Preise sind wirksame Verhaltensmotive, wirksamer jedenfalls als moralische Überzeugungen.

Während die moralische Überzeugung, dass wir alle etwas für den Klimaschutz tun sollten, vor allem die Funktion hat, bei demjenigen, der sie ausspricht, ein Wohlbefinden zu erzeugen, hat ein hoher Preis beispielsweise den Effekt, dass sich jemand gegen einen bestimmten Konsumakt und für einen anderen entscheidet. Das ist ziemlich banal und lässt sich beim Betrachten des eigenen Verhaltens leicht nachvollziehen. Wenn Hafermilch wesentlich billiger wäre als gewöhnliche Kuhmilch, würde für jemanden wie mich, der ungefähr 500 Liter Milch im Jahr verbraucht, die Umstellung im Alltag unversehens zu einem ›interessanten Projekt‹. Genauso bewirkt ein plötzlich ansteigender Benzinpreis auch bei jemandem, der mit ökologischen Motiven gar nichts am Hut hat, eine Zurückhaltung bei offensichtlich überflüssigen Autofahrten.

Eine Gestaltung der Preisstrukturen von Konsumgütern kann also Dekarbonisierungseffekte haben, ohne dass irgendeine darin liegende Moralität explizit anerkannt und bei der einzelnen Entscheidung explizit berücksichtigt werden müsste.

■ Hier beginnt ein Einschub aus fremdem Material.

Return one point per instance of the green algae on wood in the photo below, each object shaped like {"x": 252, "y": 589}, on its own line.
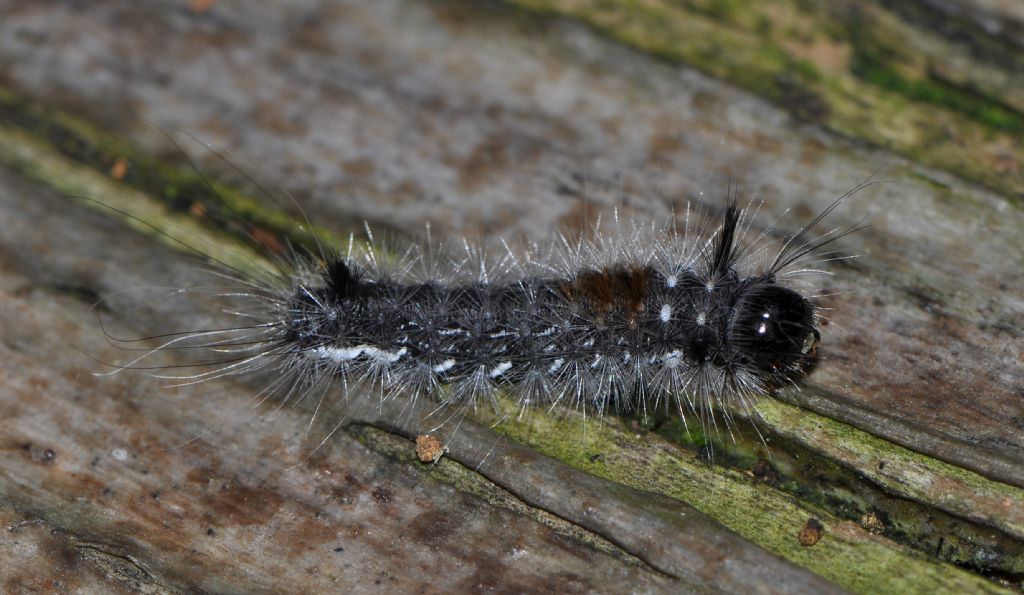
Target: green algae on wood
{"x": 180, "y": 189}
{"x": 849, "y": 555}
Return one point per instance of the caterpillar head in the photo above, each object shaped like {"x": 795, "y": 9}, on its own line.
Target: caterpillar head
{"x": 771, "y": 330}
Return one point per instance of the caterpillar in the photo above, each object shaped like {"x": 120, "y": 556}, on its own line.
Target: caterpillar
{"x": 632, "y": 320}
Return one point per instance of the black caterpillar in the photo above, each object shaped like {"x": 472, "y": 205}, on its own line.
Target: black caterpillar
{"x": 624, "y": 323}
{"x": 686, "y": 323}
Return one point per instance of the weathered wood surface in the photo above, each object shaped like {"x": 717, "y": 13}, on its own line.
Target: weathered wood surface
{"x": 481, "y": 120}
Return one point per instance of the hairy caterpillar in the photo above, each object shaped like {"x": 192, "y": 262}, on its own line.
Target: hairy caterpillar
{"x": 635, "y": 319}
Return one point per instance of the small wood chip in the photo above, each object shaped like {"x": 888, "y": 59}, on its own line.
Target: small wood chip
{"x": 428, "y": 449}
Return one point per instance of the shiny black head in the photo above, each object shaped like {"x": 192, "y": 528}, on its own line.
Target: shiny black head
{"x": 772, "y": 330}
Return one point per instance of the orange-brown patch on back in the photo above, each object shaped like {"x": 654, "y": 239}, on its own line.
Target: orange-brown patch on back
{"x": 621, "y": 289}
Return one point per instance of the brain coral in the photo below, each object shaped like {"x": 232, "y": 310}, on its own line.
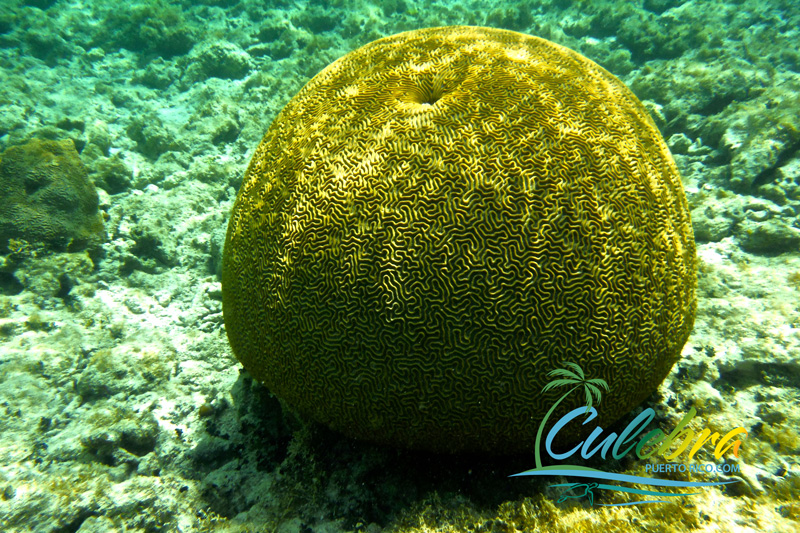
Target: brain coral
{"x": 46, "y": 197}
{"x": 440, "y": 218}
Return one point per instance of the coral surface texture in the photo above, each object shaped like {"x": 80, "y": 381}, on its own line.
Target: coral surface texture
{"x": 441, "y": 218}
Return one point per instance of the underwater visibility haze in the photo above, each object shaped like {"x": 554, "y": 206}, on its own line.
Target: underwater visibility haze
{"x": 399, "y": 266}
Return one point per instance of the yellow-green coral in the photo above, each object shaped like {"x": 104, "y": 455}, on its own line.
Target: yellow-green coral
{"x": 442, "y": 217}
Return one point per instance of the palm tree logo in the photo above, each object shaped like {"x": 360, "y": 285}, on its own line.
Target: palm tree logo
{"x": 576, "y": 378}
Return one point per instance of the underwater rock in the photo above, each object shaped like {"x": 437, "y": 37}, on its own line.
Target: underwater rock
{"x": 710, "y": 224}
{"x": 774, "y": 235}
{"x": 442, "y": 217}
{"x": 222, "y": 60}
{"x": 46, "y": 197}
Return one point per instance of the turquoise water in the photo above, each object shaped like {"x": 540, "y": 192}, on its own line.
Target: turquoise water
{"x": 123, "y": 407}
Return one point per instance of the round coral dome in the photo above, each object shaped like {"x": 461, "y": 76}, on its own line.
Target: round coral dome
{"x": 442, "y": 217}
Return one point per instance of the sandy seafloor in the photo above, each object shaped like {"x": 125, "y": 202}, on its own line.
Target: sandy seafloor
{"x": 121, "y": 405}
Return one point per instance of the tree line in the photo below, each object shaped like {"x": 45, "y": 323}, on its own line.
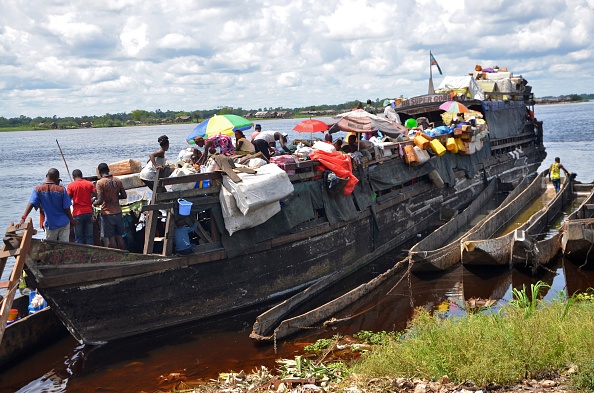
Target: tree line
{"x": 158, "y": 116}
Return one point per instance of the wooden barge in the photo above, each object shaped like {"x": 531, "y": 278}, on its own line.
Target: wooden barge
{"x": 104, "y": 294}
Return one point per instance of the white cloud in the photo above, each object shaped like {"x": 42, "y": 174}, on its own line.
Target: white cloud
{"x": 81, "y": 58}
{"x": 134, "y": 37}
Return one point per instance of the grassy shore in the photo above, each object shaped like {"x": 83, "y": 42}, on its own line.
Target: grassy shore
{"x": 512, "y": 349}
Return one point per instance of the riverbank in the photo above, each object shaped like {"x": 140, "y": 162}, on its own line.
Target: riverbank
{"x": 529, "y": 345}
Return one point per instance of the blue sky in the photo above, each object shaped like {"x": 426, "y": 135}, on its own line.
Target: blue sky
{"x": 70, "y": 58}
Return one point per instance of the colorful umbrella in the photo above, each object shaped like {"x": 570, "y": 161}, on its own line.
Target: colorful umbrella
{"x": 453, "y": 107}
{"x": 219, "y": 124}
{"x": 311, "y": 126}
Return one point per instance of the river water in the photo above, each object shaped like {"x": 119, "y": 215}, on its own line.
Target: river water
{"x": 203, "y": 350}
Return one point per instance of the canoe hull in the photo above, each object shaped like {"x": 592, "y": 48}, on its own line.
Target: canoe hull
{"x": 27, "y": 335}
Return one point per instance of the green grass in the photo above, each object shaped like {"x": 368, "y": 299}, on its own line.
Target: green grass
{"x": 525, "y": 339}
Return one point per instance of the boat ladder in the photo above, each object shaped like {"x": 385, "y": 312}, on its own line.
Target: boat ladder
{"x": 16, "y": 243}
{"x": 153, "y": 216}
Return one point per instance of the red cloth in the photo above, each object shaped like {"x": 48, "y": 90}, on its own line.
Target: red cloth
{"x": 338, "y": 163}
{"x": 80, "y": 192}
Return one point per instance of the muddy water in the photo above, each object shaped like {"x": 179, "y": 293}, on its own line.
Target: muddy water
{"x": 201, "y": 351}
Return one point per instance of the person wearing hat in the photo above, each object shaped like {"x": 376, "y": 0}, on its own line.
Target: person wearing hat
{"x": 54, "y": 202}
{"x": 257, "y": 130}
{"x": 109, "y": 192}
{"x": 390, "y": 112}
{"x": 265, "y": 138}
{"x": 156, "y": 161}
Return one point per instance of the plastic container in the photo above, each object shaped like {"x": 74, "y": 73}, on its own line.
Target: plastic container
{"x": 202, "y": 184}
{"x": 437, "y": 147}
{"x": 13, "y": 314}
{"x": 410, "y": 157}
{"x": 421, "y": 141}
{"x": 451, "y": 145}
{"x": 422, "y": 155}
{"x": 184, "y": 207}
{"x": 32, "y": 309}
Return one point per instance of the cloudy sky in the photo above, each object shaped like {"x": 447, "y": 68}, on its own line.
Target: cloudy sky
{"x": 78, "y": 57}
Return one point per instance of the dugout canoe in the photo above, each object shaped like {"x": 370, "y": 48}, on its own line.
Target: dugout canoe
{"x": 432, "y": 253}
{"x": 29, "y": 334}
{"x": 481, "y": 248}
{"x": 577, "y": 233}
{"x": 530, "y": 250}
{"x": 103, "y": 295}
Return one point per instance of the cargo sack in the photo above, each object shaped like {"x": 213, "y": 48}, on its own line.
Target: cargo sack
{"x": 451, "y": 145}
{"x": 409, "y": 155}
{"x": 421, "y": 141}
{"x": 422, "y": 155}
{"x": 437, "y": 147}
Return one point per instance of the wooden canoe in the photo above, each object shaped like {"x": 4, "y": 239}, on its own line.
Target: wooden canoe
{"x": 30, "y": 333}
{"x": 441, "y": 250}
{"x": 527, "y": 250}
{"x": 480, "y": 248}
{"x": 577, "y": 233}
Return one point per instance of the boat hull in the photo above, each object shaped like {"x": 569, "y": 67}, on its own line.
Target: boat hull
{"x": 30, "y": 333}
{"x": 479, "y": 248}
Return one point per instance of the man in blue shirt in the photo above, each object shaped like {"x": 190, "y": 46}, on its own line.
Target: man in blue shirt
{"x": 55, "y": 203}
{"x": 181, "y": 237}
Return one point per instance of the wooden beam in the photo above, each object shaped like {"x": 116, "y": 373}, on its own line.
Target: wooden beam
{"x": 191, "y": 178}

Derzeit ist es so, dass die Preise vieler Konsumgüter die klimaschädlichen Emissionen, die mit ihrem Konsum verbunden sind, nicht widerspiegeln. Solange die Emission als solche keinen Preis hat, ist es gewissermaßen ›die Natur‹ oder die Atmosphäre, die den Konsum ›subventioniert‹, indem sie den entstandenen Schaden klaglos auf sich nimmt. Und insofern diese ›Natur‹ der Lebensraum zukünftiger Menschen ist, findet mit dem gegenwärtigen ›Raubbau‹ ein Ressourcentransfer von den zukünftigen zu den gegenwärtig lebenden Menschen statt.

Dieses Ding, dass es Zukunft für andere Menschen geben soll und dass zukünftige Lebensqualität nicht egal ist, ist eigentlich das einzige moralische Argument in dieser Überlegung. Wenn man es anerkennt, macht die Bepreisung von Emissionen Sinn. Sie ist sozusagen die allgemeinste Art und Weise, unserer ›Zukunftsverantwortung‹ oder – weniger pathetisch – dem ›natürlichen Zukunftsbezug‹ unserer Wirtschaftsweise eine Form zu geben.

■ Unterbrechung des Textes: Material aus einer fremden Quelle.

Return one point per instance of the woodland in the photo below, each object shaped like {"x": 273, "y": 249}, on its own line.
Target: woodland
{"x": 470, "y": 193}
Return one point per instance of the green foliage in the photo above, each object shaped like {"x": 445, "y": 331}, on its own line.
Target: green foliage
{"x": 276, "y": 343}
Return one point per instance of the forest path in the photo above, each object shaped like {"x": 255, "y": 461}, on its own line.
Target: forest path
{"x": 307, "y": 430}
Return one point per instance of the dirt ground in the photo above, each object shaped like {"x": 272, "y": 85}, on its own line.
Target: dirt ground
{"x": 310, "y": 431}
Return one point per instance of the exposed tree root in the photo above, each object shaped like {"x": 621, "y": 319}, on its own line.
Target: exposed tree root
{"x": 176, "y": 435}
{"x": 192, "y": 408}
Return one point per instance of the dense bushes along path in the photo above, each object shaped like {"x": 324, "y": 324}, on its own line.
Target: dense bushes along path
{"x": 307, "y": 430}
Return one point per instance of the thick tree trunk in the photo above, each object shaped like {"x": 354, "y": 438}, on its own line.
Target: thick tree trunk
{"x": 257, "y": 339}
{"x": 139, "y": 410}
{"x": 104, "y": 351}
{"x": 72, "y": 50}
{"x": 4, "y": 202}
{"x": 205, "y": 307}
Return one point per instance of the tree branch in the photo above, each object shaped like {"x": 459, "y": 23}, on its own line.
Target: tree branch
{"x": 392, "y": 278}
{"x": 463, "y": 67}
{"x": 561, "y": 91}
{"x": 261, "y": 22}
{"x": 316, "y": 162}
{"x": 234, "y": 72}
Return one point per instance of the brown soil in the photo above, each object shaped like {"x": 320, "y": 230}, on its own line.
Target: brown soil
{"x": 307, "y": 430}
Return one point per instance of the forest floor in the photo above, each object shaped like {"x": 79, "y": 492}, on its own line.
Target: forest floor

Dass die sozialen Gerechtigkeitsfragen, die mit der Bepreisung verbunden sind, hier nicht mitverhandelt werden, ist übrigens dem Shortcut-Format geschuldet: Jeder Beitrag konzentriert sich auf einen einzelnen Gedanken.

Klima-Shortcut #1: Heute keine Klimakatastrophe

Das Interesse des Publikums am Thema Klimawandel hat zuletzt stark nachgelassen. Als Klimawissenschaftlerin könnte man sich darüber wundern, aber die Wahrheit wird wohl sein, dass die Konjunktur politischer Themen einer Logik des Populismus folgt, die der Logik des Warenkonsums ähnelt. Man beschäftigt sich also mit einem solchen Thema, solange damit irgendeine Art von Wohlbefinden verbunden ist, sei es auch in Form von gemeinsamer Empörung und Erregung.

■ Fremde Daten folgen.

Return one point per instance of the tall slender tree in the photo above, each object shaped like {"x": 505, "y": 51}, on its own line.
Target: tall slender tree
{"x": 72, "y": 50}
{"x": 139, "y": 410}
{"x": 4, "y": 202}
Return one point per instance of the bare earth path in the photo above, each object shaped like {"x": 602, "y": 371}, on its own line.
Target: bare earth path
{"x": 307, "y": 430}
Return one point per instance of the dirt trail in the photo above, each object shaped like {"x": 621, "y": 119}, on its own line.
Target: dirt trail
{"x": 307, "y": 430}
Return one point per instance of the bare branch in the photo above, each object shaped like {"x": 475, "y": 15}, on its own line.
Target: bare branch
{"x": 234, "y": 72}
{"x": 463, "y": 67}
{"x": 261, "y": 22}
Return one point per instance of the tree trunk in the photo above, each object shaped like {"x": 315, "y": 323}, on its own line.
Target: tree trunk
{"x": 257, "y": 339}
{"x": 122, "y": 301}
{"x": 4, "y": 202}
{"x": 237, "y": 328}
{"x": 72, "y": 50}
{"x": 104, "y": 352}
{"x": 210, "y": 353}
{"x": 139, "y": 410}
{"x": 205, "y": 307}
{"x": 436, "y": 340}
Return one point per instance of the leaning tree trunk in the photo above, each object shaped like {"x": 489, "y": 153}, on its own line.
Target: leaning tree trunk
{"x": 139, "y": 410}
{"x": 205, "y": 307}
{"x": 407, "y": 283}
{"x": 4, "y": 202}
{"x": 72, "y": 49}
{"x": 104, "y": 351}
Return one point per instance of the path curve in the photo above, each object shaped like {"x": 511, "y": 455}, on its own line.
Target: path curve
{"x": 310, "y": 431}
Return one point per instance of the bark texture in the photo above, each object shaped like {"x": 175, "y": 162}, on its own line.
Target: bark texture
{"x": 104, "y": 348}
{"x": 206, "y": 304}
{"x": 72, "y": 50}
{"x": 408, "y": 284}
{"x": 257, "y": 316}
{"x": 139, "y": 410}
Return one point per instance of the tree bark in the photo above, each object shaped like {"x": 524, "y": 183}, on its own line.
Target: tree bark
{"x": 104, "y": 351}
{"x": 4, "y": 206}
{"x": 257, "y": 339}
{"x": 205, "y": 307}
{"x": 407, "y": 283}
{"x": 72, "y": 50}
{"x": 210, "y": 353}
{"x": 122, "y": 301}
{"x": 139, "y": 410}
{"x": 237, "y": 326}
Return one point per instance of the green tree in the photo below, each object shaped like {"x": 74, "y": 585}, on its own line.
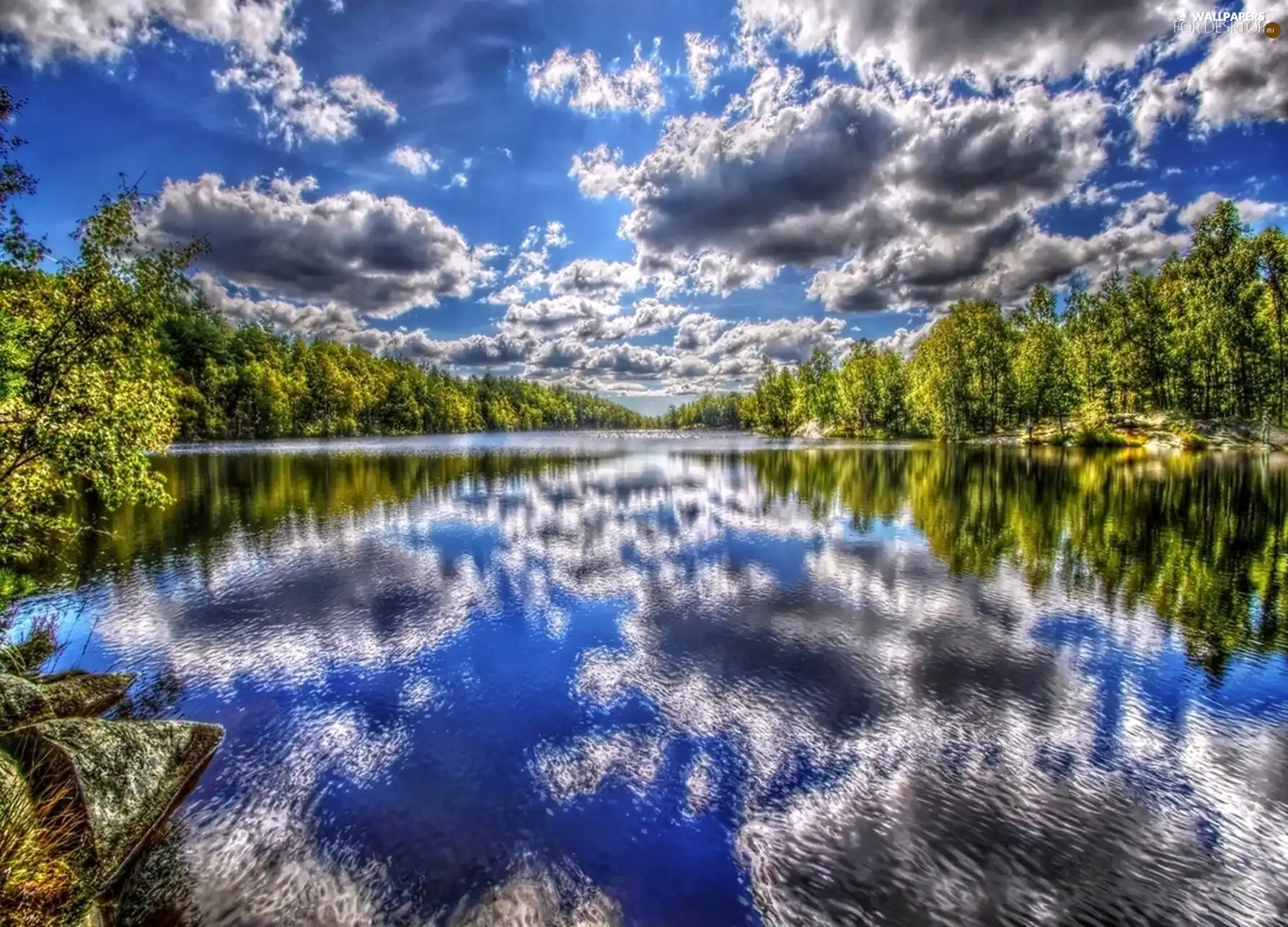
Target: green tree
{"x": 90, "y": 392}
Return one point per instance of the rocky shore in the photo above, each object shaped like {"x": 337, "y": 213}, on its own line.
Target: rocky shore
{"x": 83, "y": 796}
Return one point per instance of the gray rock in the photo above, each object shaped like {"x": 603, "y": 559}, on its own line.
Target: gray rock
{"x": 22, "y": 702}
{"x": 85, "y": 695}
{"x": 121, "y": 778}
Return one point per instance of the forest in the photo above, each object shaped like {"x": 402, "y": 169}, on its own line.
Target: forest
{"x": 111, "y": 355}
{"x": 247, "y": 382}
{"x": 1204, "y": 338}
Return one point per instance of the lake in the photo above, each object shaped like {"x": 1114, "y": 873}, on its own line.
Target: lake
{"x": 669, "y": 680}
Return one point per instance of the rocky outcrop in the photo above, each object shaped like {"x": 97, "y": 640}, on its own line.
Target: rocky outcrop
{"x": 102, "y": 788}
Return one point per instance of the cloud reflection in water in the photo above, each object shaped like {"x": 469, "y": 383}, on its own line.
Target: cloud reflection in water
{"x": 718, "y": 687}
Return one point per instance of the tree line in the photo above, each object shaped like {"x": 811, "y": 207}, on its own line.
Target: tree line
{"x": 1204, "y": 337}
{"x": 247, "y": 382}
{"x": 113, "y": 355}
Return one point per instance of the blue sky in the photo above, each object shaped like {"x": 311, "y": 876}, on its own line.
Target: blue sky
{"x": 642, "y": 199}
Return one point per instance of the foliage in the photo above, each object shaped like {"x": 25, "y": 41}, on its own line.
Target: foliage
{"x": 707, "y": 412}
{"x": 1204, "y": 337}
{"x": 247, "y": 382}
{"x": 88, "y": 392}
{"x": 776, "y": 405}
{"x": 110, "y": 356}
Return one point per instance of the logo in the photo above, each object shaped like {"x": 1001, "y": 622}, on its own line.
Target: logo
{"x": 1216, "y": 22}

Derzeit ist das gerade nicht der Fall. Das Publikum hat bei diesem Thema nichts mehr zu gewinnen. Besorgnis und viel guter Wille wurden bereits gemeinsam zum Ausdruck gebracht. Aber dann hat sich herausgestellt, dass jede realistische Klimaschutzpolitik einen Preis haben wird. Nicht unbedingt in Gestalt von berechenbaren pekuniären Kosten für jeden Einzelnen, wohl aber in Gestalt von Transformationen des eigenen Konsumverhaltens, seien sie nun durch gesetzliche Regulierungen oder durch Bepreisung von Emissionen herbeigeführt. Heizung, Haus, Urlaub, Auto, Fleisch und Milch: Überall droht Veränderung, irgendwann.

Und da man diese Veränderungen nicht en passant selbst gestalten kann (wie man etwa eine dieser Bambuszahnbürsten kaufen könnte, um sich wohlzufühlen), wendet man sich mit Grausen von dem Thema ab. Und auch von denjenigen politischen Parteien, die das Thema üblicherweise vermarkten.